The extracted mitochondria “look exactly like egg mitochondria,” Casper says. “And they’re young. They haven’t been subjected to mutations and other problems.”
So they should have enough power to create a healthy embryo, he says — at least in theory. The company that developed the procedure, OvaScience Inc. of Cambridge, Mass., has reported no births from the procedure so far. The technique adds about $25,000 to the cost of a typical IVF cycle.
Getting to this point can be very expensive if in vitro fertilization is involved.
Sherman Silber, a surgeon at the Infertility Center of St. Louis, offers women a procedure that he claims will put their biological clocks on ice.
OvaScience hopes to eventually bring the technique to infertile couples in the United States. But the Food and Drug Administration has blocked that effort — pending proof that the technique works and is safe. Meanwhile, the firm is already offering the technology in other countries, including the United Arab Emirates, Turkey — and in Canada, at Casper’s Toronto clinic.
“We’re pretty excited about it,” Casper says.
Not everyone in Canada is excited about it. Endocrinologist Neal Mahutte, who heads the Canadian Fertility and Andrology Society, notes that no one knows whether the technique works. And he has many other questions.

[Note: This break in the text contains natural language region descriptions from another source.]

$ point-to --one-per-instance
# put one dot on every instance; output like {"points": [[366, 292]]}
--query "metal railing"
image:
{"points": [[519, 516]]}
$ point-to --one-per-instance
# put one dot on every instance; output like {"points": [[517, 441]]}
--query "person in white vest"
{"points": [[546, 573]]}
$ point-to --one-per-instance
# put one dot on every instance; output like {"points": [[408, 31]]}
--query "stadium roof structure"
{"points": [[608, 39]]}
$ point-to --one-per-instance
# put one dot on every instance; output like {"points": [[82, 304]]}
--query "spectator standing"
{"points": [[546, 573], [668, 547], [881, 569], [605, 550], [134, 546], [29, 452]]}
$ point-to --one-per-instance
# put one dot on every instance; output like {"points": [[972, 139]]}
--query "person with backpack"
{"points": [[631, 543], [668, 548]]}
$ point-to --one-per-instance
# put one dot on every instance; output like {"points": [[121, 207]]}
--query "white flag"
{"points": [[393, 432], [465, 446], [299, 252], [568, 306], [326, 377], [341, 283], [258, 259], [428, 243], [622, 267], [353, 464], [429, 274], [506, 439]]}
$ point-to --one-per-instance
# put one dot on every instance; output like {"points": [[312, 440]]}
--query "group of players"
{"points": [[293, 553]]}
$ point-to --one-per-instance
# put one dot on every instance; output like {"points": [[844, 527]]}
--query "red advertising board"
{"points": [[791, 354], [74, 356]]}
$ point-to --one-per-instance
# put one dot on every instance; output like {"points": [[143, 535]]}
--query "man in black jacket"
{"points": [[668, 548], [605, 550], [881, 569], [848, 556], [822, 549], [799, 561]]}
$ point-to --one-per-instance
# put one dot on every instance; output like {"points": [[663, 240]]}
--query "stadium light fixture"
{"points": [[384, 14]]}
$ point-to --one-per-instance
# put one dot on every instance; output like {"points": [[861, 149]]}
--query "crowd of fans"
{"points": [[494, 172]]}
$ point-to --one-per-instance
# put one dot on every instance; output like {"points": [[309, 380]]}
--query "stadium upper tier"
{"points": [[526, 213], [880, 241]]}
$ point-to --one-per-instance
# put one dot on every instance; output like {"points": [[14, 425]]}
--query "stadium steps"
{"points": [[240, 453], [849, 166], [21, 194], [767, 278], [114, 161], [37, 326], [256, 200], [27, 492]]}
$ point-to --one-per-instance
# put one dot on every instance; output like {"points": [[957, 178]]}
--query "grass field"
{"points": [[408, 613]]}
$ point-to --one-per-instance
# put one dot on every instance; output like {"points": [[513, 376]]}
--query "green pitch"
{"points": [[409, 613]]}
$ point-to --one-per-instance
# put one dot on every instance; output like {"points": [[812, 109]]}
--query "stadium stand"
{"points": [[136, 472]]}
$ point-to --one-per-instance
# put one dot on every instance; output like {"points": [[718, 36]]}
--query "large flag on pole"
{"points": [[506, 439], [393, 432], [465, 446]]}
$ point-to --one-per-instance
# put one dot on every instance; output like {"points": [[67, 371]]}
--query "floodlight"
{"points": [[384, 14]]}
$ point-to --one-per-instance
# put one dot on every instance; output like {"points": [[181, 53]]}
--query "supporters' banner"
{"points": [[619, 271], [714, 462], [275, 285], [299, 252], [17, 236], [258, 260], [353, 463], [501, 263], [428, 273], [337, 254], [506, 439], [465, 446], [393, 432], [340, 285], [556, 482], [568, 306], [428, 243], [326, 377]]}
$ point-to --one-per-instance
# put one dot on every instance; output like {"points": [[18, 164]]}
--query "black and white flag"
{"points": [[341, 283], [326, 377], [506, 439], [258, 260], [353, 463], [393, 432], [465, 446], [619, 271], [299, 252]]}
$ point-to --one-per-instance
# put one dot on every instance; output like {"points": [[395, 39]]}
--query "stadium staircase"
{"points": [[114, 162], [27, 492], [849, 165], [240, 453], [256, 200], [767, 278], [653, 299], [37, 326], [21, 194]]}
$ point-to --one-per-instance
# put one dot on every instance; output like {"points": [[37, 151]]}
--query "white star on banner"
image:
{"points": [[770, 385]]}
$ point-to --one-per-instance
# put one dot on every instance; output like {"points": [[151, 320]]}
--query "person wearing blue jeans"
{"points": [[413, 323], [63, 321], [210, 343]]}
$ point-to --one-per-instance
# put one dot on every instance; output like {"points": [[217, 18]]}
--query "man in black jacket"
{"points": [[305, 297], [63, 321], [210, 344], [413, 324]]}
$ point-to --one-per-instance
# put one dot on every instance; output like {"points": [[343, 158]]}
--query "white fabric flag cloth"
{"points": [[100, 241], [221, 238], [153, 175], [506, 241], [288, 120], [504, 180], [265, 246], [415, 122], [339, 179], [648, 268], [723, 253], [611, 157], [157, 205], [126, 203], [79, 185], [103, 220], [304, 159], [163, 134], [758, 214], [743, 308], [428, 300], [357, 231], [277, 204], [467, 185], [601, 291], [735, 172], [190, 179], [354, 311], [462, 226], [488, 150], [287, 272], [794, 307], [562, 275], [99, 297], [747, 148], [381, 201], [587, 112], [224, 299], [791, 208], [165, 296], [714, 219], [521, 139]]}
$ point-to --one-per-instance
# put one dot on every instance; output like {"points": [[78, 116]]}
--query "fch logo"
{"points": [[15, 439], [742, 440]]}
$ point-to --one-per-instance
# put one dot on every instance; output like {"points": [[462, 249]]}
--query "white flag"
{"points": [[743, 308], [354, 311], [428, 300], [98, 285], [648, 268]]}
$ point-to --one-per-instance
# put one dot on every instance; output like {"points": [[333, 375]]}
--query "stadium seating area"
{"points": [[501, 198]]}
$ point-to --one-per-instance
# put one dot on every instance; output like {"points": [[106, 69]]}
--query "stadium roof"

“It’s a very promising, very novel technique,” he says. “It may one day be shown to be of tremendous benefit. But when you amp up the energy in the egg, how much do we really know about the safety of what will follow?”

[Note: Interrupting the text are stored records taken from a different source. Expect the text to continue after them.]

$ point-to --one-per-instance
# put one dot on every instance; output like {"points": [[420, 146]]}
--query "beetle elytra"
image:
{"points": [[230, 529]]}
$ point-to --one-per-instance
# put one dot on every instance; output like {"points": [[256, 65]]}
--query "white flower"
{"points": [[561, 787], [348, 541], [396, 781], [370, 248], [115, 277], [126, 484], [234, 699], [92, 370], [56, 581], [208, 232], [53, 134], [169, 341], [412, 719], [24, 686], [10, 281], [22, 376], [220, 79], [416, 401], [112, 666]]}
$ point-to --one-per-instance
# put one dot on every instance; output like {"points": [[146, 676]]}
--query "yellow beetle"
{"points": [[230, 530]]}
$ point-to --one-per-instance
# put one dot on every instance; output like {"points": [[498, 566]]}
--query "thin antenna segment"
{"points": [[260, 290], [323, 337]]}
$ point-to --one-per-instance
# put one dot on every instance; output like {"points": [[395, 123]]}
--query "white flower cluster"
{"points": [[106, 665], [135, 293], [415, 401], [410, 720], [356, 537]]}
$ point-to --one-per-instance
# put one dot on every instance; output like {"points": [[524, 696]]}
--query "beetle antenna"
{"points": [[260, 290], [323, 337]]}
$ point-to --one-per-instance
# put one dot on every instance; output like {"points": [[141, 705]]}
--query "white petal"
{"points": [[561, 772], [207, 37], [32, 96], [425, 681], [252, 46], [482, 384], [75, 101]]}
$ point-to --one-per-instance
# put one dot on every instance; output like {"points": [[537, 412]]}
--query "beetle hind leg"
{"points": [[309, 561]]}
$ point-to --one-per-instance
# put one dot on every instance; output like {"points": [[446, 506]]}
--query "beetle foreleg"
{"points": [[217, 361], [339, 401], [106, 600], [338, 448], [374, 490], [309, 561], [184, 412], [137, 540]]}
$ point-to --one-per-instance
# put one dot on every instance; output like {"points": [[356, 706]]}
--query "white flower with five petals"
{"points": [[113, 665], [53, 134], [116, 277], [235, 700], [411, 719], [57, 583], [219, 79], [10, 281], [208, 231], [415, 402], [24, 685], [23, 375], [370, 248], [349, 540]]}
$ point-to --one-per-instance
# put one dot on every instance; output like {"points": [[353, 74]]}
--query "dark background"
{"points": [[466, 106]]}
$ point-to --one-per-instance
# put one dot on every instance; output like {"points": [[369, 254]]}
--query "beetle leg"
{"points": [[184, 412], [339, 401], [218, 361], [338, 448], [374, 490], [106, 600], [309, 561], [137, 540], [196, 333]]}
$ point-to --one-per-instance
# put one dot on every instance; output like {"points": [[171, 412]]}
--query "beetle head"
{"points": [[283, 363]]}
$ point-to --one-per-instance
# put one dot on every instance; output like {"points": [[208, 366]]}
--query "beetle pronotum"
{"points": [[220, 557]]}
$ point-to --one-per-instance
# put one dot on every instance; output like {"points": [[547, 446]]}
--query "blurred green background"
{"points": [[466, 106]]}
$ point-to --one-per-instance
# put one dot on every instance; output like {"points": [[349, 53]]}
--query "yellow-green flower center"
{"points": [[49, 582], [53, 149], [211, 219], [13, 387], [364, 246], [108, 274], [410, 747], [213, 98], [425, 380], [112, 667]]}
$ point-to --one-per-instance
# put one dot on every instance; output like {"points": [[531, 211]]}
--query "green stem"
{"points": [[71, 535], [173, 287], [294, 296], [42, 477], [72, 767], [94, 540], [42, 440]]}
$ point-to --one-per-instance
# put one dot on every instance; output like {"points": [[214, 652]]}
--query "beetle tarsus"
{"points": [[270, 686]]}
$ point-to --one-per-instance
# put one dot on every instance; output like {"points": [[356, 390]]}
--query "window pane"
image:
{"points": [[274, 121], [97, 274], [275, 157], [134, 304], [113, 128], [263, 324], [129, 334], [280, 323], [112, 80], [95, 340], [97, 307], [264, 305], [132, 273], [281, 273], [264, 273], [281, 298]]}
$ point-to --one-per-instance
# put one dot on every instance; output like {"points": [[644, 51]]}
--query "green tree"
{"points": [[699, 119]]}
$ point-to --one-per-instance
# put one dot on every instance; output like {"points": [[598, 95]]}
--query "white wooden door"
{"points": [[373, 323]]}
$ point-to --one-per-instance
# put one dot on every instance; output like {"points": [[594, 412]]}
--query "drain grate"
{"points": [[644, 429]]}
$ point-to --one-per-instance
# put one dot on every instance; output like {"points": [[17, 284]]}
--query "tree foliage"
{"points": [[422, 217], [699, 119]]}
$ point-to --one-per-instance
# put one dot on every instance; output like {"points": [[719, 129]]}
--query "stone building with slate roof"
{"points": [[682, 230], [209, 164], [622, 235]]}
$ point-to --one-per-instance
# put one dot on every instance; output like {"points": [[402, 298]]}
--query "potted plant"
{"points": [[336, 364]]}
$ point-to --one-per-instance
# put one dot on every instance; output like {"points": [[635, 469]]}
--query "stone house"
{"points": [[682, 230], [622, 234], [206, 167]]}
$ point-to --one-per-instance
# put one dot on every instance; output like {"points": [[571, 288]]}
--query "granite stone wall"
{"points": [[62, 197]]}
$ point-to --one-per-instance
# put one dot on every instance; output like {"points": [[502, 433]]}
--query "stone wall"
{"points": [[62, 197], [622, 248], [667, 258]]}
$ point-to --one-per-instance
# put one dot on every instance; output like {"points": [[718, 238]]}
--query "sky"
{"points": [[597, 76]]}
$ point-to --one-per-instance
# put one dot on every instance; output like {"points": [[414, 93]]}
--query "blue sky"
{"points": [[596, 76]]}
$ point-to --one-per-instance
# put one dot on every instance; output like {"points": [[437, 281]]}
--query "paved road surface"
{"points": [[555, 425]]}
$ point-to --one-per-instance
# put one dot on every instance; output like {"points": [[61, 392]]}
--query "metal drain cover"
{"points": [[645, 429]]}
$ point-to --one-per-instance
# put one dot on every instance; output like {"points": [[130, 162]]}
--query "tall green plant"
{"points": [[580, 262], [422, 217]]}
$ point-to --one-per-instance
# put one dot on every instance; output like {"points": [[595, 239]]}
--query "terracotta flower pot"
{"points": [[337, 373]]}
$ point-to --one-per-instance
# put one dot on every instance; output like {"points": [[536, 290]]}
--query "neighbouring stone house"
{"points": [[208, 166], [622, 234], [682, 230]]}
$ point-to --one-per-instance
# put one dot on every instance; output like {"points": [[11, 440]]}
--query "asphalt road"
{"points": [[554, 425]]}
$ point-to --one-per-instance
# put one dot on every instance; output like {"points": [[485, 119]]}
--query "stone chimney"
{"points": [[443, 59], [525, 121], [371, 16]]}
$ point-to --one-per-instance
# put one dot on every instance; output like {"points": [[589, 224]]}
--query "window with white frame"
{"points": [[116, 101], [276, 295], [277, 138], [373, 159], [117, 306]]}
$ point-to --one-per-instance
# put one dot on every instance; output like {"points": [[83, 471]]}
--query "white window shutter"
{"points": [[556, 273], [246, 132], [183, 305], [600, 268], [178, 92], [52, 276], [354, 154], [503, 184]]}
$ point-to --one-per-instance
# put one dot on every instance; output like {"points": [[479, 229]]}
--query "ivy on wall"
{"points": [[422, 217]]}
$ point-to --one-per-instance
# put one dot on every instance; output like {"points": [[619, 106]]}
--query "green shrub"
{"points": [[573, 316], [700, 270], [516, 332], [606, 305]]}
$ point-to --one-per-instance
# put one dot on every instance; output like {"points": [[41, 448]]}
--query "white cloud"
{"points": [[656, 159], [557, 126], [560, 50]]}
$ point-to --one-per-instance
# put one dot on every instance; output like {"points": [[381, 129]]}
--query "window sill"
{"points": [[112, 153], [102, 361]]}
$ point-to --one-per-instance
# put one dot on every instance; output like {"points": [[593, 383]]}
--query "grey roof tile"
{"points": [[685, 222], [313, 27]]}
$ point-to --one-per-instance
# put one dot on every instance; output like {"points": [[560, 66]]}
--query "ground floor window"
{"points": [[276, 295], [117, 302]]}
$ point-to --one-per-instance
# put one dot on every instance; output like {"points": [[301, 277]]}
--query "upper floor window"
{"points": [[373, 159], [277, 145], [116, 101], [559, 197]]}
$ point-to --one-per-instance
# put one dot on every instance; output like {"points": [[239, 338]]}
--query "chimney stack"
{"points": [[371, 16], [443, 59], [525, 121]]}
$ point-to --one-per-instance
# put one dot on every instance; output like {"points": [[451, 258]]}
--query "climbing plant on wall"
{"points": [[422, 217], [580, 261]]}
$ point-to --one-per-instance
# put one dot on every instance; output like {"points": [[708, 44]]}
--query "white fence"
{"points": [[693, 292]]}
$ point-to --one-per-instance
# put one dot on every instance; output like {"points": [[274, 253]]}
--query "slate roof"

“Is there a chance that the increased energy source could contribute later to birth defects?” Mahutte wonders. “Or to disorders such as diabetes? Or to problems like cancer? We certainly hope that it would not. But nobody knows at this point.”
He and some other experts say it’s unethical to offer the procedure to women before those questions have been answered.
“There are processes that are set up to ensure that products which are offered for clinical use in humans have undergone rigorous testing for safety and efficacy, based on well-established scientific and ethical testing criteria,” says Ubaka Ogbogu, a bioethicist and health law expert at the University of Alberta. “To circumvent this process is to use humans as guinea pigs for a product that may have serious safety concerns or problems.”
Casper defends his decision to offer his patients the treatment, saying a New Jersey fertility clinic briefly tried something similar more than 15 years ago; in that case, he says, the resulting babies seemed fine, and there have been no reports of problems since. In addition, Casper says he has done a fair amount of research on mitochondria.
“I think there’s very little chance that there would be any pathological or abnormal results,” he says. “So I feel pretty confident this is not going to do any harm.”
Casper’s first patient to try the technique — Melissa — says she’s comfortable relying on the doctor’s judgment.
“I think there’s always risk with doing any sort of procedure,” Melissa says. “IVF — I mean, there was lots of controversy and risk when that first came out. For me, and from what I’ve discussed with my doctor, I don’t see it being a big risk to us.”
And she’s thrilled by the outcome so far: She’s pregnant with twins.
“You know, I couldn’t believe it,” she says. “I still don’t believe it a lot of the time. There are no words for it — it’s incredible. We’re very excited.
Casper says 60 women have signed up for Augment at his clinic. He has treated 20 of the women, producing eight pregnancies, he says. The first births — Melissa’s twins — are due in August.